Delapan Tanda Anda Harus Pensiun Mengemudi  
Reporter: Tempo.co
Editor: Tempo.co
Kamis, 14 Juli 2011 13:20 WIB
omsh.com

TEMPO Interaktif, Washington - Mengemudikan mobil bagi sebagian orang merupakan salah satu upaya menjaga kebugaran, baik fisik maupun psikis. Pasalnya, dengan mengemudi, saraf motorik untuk menjaga kemampuan refleks anggota tubuh tetap terlatih.

Begitupun dengan kemampuan otak untuk mencegah Alzheimer atau kepikunan. Melalui mengemudi serta menelusuri rute yang berubah, kemampuan kognitif dan sensorik di otak juga akan tetap terasah.

Namun, bagi mereka yang berusia lanjut, ada batasan-batasan tertentu kapan harus menghentikan kegiatan mengemudi sendiri. “Dengan begitu, mereka memerlukan bantuan orang lain (sopir pribadi) untuk mengemudikan mobil,” demikian salah satu pernyataan hasil penelitian Lembaga Keselamatan Jalan Raya (NHTSA) Amerika Serikat seperti dilansir HealthDay News dan newson6.com, Kamis, 14 Juli 2011.

Sedikitnya ada delapan pertanda Anda harus segera pensiun mengemudikan mobil.
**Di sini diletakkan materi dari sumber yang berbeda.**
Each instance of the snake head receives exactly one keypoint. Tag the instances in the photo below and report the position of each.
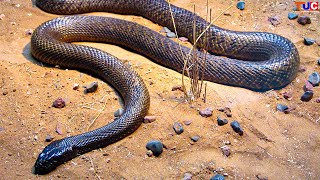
(53, 155)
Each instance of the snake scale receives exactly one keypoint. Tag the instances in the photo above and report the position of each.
(253, 60)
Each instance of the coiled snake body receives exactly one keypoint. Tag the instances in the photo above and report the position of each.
(256, 60)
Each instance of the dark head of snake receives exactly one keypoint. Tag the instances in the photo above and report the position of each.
(253, 60)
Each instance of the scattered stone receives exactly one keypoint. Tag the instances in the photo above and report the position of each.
(187, 176)
(155, 146)
(314, 79)
(303, 20)
(183, 39)
(308, 41)
(281, 107)
(236, 127)
(307, 96)
(149, 119)
(221, 121)
(195, 138)
(76, 86)
(178, 128)
(91, 88)
(241, 5)
(206, 112)
(59, 103)
(171, 35)
(287, 95)
(49, 138)
(118, 112)
(178, 87)
(274, 20)
(217, 177)
(226, 150)
(292, 15)
(187, 123)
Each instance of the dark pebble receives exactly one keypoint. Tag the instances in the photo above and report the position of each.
(49, 138)
(241, 5)
(303, 20)
(195, 138)
(221, 121)
(206, 112)
(217, 177)
(91, 88)
(307, 96)
(292, 15)
(314, 79)
(178, 128)
(236, 127)
(308, 41)
(59, 103)
(155, 146)
(281, 107)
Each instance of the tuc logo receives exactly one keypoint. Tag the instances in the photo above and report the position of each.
(307, 6)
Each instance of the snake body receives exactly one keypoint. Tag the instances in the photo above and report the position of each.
(253, 60)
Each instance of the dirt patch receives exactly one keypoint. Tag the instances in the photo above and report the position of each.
(274, 144)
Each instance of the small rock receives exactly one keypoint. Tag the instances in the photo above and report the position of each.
(308, 41)
(226, 150)
(187, 176)
(165, 30)
(217, 177)
(221, 121)
(171, 35)
(91, 88)
(241, 5)
(178, 128)
(292, 15)
(59, 103)
(307, 96)
(195, 138)
(281, 107)
(274, 20)
(206, 112)
(118, 112)
(314, 79)
(303, 20)
(155, 146)
(149, 119)
(49, 138)
(236, 127)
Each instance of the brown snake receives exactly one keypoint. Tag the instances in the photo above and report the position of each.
(255, 60)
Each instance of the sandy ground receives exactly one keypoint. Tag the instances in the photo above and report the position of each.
(274, 145)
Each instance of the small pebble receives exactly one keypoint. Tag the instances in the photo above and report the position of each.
(59, 103)
(281, 107)
(149, 119)
(155, 146)
(307, 96)
(171, 35)
(206, 112)
(195, 138)
(226, 150)
(292, 15)
(217, 177)
(236, 127)
(303, 20)
(221, 121)
(308, 41)
(178, 128)
(241, 5)
(49, 138)
(314, 79)
(91, 88)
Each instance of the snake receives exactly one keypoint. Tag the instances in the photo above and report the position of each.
(252, 60)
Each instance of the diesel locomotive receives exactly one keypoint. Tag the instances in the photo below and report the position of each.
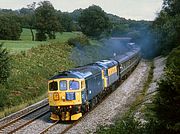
(73, 93)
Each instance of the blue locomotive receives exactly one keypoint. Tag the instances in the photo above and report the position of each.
(73, 93)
Di antaranya:

1. Kerap lupa atau tiba-tiba merasa asing dengan rute yang sebelumnya biasa dilalui.

2. Banyak goresan atau luka maupun penyok di mobil karena kendaraan sering menyerempet atau terbentur kendaraan lain atau benda-benda lainnya.

3. Sering mendapatkan bukti pelanggaran (tilang) dari aparat penegak hukum karena berbagai pelanggaran yang tidak Anda sadari. Pelanggaran bisa karena salah arah, salah jalur, tidak tepat parkir, hingga mengemudi dengan laju atau kecepatan yang tidak sesuai dengan ketentuan.

4. Kerap mengalami atau nyaris mengalami kecelakaan. Meski tingkat kecelakaan itu kecil, hal itu mengindikasikan menurunnya konsentrasi, aspek koginitif, saraf sensorik, ataupun motorik.

5. Adanya rekomendasi dari dokter bahwa Anda harus meminum obat tertentu terkait suatu penyakit atau gejala penyakit. Pasalnya, meminum obat tertentu bisa memiliki pengaruh yang cukup besar terhadap menurunnya konsentrasi.

Indikasi yang paling umum adalah timbulnya rasa kantuk yang amat sangat. Orang mengantuk saat mengemudi akan kehilangan kesadaran dan sama bahayanya dengan orang yang menenggak alkohol.

6. Pandangan kabur. Beberapa responden yang ditemui dalam penelitian NHTSA mengaku, melihat marka jalan tiba-tiba berukuran lebih besar dari ukuran yang semestinya. Meski telah dibantu dengan kacamata, pandangan seperti itu tetap terjadi.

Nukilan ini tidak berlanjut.